Бабкин кивнул на прощание и быстро пошел по берегу. Лиля проводила его взглядом, ощущая себя как человек, которого чья-то сильная рука вдруг выдергивает вверх из бурлящей черной стремнины, и он начинает чувствовать перекатывающиеся под ногами камни на том месте, где еще секунду назад ничего не было, кроме безучастной затягивающей воды.
На этот раз Илюшин позвонил первым, как только фотографии дошли до него.
– Почему только две картины? – недовольно спросил он. – Или это все, что он нарисовал за лето?
– Все? – Бабкин хохотнул. – Ну уж нет! Их там не меньше тридцати!
– И где они?
– Макар, они все одинаковые! Точно такие же, как эти.
– Точно такие же?
– Ну да! Черная вода, белые камыши, фиолетовое небо и желтые облака. Этот Чайка пишет одну и ту же картину! Только на девяти картинах из тридцати из воды смотрит Лох-Несское чудовище. Такую я тебе тоже отправил.
– Не Лох-Несское чудовище, а человек, – задумчиво поправил Илюшин.
– Ну да, человек! И расстояние между глазами у этого человека – двадцать метров. Ты картину-то видишь?
– Вижу. Вижу копию паршивого качества.
– Ну уж извини, как получилось! Скажи спасибо, что я вообще туда попал.
– Вот уж точно, – хмыкнул Илюшин. – На любителя живописи ты похож, как я на орангутанга.
– А у вас куда больше общего, чем ты думаешь, – парировал Бабкин. – Ладно, лучше скажи: зачем этот горе-художник в черной воде нарисовал два глаза? Что он хотел этим сказать? Может, что озеро глядит на нас? Или там что-то отражается?
Макар издал неопределенный звук, который можно было расценить как согласие.
– А что со старшим Чайкой? – спросил он. – Ты узнал, отчего он умер?
– Разумеется. Там немного нетипичные обстоятельства смерти, но ничего криминального.
– А точнее?
– Пожалуй, можно сказать, что он утопился.
…Для того чтобы выяснить все о завершении жизненного пути Валентина Петровича, Бабкину снова пришлось навестить его старых знакомых, Семена Кротова с женой.

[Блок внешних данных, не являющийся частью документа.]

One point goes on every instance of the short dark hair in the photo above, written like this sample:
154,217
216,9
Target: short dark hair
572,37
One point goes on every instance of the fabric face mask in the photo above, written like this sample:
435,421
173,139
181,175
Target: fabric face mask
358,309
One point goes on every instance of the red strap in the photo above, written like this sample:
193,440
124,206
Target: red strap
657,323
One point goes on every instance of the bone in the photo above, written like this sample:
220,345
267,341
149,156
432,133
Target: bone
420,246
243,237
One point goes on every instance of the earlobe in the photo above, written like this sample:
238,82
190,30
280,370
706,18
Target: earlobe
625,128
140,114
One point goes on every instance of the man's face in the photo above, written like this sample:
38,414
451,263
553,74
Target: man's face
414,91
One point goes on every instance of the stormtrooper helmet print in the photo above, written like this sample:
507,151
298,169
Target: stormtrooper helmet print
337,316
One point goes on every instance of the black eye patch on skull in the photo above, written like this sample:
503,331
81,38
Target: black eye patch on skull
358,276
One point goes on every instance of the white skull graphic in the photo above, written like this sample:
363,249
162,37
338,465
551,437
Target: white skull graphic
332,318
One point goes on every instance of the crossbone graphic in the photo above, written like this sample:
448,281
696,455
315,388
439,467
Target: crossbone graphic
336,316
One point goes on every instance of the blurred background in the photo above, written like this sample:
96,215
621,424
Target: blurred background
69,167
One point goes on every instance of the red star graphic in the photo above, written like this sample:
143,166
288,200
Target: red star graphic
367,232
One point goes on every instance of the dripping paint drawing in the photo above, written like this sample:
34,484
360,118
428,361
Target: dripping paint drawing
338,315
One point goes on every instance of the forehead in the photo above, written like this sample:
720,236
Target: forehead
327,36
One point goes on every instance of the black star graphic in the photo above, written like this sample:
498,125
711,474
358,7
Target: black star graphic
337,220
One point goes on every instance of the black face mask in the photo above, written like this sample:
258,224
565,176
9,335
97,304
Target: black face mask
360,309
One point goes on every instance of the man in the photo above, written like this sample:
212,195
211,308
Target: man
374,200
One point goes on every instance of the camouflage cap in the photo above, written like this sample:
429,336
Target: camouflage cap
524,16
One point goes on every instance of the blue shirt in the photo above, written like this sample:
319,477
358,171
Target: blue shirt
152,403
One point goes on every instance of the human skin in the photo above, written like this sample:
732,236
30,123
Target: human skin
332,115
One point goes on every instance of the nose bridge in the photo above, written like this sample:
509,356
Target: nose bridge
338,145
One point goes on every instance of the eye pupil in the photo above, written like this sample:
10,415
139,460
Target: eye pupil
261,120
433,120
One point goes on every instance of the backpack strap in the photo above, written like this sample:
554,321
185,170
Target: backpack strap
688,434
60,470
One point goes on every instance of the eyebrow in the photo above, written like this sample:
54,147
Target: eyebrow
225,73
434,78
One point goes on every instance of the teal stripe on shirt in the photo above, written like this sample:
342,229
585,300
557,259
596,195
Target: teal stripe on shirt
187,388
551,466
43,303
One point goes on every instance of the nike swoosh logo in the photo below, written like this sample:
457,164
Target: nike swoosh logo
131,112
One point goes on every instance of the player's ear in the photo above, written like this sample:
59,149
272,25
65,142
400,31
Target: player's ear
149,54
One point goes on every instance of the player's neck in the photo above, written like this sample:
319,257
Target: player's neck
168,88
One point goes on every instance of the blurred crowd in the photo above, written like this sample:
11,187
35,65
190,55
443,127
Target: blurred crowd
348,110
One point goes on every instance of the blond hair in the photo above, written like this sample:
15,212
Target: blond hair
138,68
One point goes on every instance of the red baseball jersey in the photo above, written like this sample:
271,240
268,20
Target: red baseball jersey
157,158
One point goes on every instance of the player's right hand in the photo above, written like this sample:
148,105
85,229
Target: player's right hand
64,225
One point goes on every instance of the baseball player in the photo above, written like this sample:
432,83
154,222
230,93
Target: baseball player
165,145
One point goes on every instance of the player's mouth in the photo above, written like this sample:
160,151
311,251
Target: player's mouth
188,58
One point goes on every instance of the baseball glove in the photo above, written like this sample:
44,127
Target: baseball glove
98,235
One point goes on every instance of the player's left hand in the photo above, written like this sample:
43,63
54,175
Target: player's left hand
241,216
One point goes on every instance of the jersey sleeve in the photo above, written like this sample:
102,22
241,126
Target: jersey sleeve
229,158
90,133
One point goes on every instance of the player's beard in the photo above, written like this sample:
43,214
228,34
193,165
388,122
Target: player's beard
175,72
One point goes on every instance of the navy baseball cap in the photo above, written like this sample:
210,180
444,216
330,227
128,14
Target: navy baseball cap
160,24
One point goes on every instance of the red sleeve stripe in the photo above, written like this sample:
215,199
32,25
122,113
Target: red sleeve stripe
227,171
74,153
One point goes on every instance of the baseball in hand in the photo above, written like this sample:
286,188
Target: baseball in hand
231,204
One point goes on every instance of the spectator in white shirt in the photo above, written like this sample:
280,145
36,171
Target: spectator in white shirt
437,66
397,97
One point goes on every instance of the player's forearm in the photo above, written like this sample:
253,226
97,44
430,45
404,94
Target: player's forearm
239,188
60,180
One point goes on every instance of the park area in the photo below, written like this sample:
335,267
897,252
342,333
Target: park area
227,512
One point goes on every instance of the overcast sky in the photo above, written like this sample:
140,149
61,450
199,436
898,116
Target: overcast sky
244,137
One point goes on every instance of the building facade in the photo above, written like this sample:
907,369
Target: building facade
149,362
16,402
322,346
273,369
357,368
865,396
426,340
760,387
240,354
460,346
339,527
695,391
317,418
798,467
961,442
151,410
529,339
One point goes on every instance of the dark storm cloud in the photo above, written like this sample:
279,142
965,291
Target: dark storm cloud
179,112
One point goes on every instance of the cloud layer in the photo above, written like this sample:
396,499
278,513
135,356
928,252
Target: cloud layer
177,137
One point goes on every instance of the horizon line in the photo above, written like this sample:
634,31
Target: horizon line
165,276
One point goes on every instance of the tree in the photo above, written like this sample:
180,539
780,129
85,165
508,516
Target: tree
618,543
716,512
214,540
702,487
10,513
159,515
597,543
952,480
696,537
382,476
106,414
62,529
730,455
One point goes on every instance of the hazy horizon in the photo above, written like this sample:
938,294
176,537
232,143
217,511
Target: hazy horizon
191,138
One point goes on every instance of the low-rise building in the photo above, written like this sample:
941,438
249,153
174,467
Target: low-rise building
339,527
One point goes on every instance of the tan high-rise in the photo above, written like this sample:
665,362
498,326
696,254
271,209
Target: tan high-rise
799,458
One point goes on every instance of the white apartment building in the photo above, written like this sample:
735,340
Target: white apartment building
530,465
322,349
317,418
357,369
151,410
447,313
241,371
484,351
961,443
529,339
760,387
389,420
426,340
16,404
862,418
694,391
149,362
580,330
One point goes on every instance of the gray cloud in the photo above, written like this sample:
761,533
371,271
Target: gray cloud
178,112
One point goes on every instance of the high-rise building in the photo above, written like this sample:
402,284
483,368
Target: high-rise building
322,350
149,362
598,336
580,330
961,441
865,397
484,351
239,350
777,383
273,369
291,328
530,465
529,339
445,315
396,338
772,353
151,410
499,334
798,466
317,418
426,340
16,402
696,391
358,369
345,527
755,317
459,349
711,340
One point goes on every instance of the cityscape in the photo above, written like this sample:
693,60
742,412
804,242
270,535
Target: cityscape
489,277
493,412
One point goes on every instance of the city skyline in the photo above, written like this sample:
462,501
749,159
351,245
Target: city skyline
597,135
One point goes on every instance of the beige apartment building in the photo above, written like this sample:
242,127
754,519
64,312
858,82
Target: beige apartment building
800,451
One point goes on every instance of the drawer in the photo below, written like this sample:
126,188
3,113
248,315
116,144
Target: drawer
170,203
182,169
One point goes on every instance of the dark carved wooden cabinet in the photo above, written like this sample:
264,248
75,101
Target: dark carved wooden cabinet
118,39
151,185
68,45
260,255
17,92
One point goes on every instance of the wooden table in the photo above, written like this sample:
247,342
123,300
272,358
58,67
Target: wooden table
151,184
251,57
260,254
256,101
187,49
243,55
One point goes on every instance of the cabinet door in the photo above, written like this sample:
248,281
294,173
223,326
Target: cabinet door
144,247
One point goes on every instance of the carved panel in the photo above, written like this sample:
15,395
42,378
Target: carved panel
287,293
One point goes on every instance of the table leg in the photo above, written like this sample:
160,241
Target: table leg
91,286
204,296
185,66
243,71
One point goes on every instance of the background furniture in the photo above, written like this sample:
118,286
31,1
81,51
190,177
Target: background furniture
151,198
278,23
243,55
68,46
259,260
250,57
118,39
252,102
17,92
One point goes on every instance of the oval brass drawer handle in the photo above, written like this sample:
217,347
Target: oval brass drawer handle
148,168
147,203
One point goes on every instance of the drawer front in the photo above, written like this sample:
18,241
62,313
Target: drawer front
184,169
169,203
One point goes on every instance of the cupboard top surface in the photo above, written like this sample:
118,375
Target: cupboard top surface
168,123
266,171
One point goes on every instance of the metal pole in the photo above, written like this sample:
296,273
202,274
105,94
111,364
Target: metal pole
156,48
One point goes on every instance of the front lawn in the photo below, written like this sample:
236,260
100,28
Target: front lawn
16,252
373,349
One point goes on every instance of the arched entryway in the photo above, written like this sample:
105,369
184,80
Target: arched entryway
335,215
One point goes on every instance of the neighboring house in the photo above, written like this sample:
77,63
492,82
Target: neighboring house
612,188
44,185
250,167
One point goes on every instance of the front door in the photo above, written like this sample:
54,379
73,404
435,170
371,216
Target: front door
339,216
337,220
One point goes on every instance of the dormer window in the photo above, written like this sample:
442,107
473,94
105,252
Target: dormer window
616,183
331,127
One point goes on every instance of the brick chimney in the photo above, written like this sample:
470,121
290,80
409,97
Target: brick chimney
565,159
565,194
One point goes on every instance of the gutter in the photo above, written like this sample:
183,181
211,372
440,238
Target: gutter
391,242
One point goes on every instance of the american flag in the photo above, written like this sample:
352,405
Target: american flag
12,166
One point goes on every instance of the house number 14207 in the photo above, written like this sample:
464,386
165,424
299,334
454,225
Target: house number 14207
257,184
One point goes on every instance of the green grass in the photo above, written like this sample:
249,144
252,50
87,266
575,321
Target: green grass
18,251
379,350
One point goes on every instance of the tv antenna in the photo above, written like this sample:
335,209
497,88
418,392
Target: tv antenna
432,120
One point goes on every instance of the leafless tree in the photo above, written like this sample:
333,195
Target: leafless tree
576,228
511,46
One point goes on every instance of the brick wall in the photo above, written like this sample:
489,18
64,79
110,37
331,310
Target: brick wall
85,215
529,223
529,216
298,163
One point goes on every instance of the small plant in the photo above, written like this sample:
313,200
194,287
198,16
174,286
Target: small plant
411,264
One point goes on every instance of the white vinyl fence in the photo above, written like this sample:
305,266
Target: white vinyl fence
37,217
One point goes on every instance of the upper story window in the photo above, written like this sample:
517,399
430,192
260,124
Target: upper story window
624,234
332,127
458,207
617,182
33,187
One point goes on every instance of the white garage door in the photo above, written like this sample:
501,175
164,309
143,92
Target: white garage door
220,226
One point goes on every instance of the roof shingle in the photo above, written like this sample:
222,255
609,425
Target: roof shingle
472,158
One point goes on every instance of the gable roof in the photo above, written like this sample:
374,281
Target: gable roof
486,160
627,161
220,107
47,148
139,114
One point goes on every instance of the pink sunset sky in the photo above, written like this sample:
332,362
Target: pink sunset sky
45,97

Семен чувствовал себя плохо и разговор вышел коротким, но все, что нужно, Сергей разузнал.
– Валька к старости совсем сдурел, – отозвался о приятеле Кротов. – Голоса слышал, с гербарием своим общаться начал… Однажды отругал меня, что я мысли его читаю. Не лезь, говорит, мне в голову! И ушел, разобиженный… На зиму закрылся в своем доме, носа оттуда почти не высовывал, соседка ему еду приносила. А в марте, как снег немного стаял, рано утром вышел в одной пижаме и попер босиком по снегу. Быстро, говорят, шел – его из окон только и видели. В руке нес букетик засушенный, потом его на берегу бросил.
– На берегу чего?
– Да прудов наших, Гусиных. Видели, может – где пешеходная набережная?
Бабкин вспомнил то сиротливое место, где он разговаривал с Катей и Верой, и кивнул.
– Вот туда-то Валька и вышел. Букетик, значит, в снежок положил, а сам по льду почесал. Босиком. А ледок-то мартовский, он под Валькой и проломился. Кто из домов успел повыскакивать, те потом рассказали, что даже до берега добежать не успели: как ухнул учитель в полынью, так больше и не выныривал. А тело только к вечеру достали, на том самом месте, где он провалился. Течений-то в прудах нет, так что его и не унесло, Вальку-то… А все племянник евойный виноват – не свинтил бы он в Москву к жене на дармовые харчи, глядишь, Валька бы дольше в своем уме продержался.